Traditional Poster Round
Background: : Unanticipated difficult airways leading to “cannot ventilate, cannot oxygenate” situations are very uncommon in children but are associated with poor outcome. Appropriate pediatric airway expertise along with a predetermined plan of action are paramount. There is no evidence on how to train for emergency front of neck access (eFONA) in children younger than 8 years of age (1-3).
Research Question: : We propose a rapid sequence tracheotomy (RST), which shall be researched using rabbit cadavers. The aim of this study is to provide pediatric airway practitioners with a realistic training model to practice eFONA.We seek to investigate how participants can acquire this skill set with increasing practice analyzing the learning curves and recording concurring injuries.
Methodology: : At the Bern University Hospital 10 pediatric anesthesiologists and 10 pediatric surgeons without prior eFONA-experience, each performed 10 rapid sequence tracheotomies (RST) on rabbit cadavers, after watching an instructional video. The goal was to perform RST in under 60 sec.
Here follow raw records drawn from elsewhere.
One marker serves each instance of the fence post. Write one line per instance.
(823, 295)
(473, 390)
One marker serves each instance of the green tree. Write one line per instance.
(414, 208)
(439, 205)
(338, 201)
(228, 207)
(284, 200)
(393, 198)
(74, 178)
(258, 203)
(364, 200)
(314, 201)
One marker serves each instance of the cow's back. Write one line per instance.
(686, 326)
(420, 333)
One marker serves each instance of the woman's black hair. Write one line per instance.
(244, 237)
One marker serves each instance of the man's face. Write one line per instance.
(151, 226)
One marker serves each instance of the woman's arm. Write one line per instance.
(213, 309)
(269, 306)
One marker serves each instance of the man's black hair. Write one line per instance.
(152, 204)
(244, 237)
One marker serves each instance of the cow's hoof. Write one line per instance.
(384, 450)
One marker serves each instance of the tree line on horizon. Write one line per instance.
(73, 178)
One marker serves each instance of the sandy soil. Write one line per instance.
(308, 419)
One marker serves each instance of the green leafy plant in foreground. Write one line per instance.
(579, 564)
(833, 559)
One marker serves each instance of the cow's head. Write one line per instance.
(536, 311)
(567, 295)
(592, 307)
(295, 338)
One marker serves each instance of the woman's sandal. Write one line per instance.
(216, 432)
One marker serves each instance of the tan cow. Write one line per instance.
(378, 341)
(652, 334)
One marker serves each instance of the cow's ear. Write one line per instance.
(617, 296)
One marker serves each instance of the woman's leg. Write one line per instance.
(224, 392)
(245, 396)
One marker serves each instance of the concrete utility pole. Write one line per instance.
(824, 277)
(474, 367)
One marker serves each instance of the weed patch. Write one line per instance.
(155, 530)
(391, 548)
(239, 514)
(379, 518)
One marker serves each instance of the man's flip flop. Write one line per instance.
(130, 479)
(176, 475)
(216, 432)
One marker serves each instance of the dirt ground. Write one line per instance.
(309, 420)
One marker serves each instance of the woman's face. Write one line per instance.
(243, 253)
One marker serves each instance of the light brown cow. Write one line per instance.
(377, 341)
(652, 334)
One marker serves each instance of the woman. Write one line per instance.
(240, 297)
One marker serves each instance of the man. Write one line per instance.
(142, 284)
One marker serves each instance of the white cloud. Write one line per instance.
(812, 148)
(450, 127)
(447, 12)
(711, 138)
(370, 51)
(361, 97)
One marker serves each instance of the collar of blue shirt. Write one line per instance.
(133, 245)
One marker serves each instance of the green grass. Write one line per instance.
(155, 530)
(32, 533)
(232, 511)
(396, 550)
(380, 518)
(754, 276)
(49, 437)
Performance time, learning curve and rate of severe injury (damage to cricoid and thyroid) was recorded.
RST (4) consists of four steps:
1st: Orientational palpation and vertical midline skin incision (scalpel curved blade #10), followed by
2nd: Strap muscles separation (2 Backhaus clamps) and exposure of the trachea and cricoid by anterior luxation of the trachea with a 3rd clamp.
3rd: Vertical puncture with tip scissors and incision of no more than 2 rings.
4th: Endotracheal insertion of proper sized tube and lungs inflation.
Results: : Preliminary results indicate a 1st attempt time of 85 ± 33 sec for anesthesiologists and 99 ± 33 sec for surgeons, with a rate of severe injuries of 60%. Upon the 10th attempt anesthesiologists / surgeons were able to perform RST in 55 ± 12 / 46 ± 13 sec, while reducing severe injuries to 5%. Only 1 consultant (5%) was unable to perform RST in <60 secs.
Over all 10 attempts paratracheal insertion and severe injury occurred at a rate of 4.5% and 13.0% respectively. Improvement in performance time was significant for both groups between the 1st and the 10th attempt (p<0.001). There were no differences in performance time between the two groups.
Discussion/Conclusions: : Steady skill improvement was observed irrespective of consultant specialty. Despite an overall success rate of 97%, the rate of severe injuries and paratracheal tube placement remained high. Injuries were extremely common upon initial attempt and then decreased sharply but remained steady throughout the subsequent attempts. This suggests that recurring training is essential to lower the rate of tube misplacement and injury. Our data are insufficient to determine how many repetitions are needed to acquire a sufficient expertise.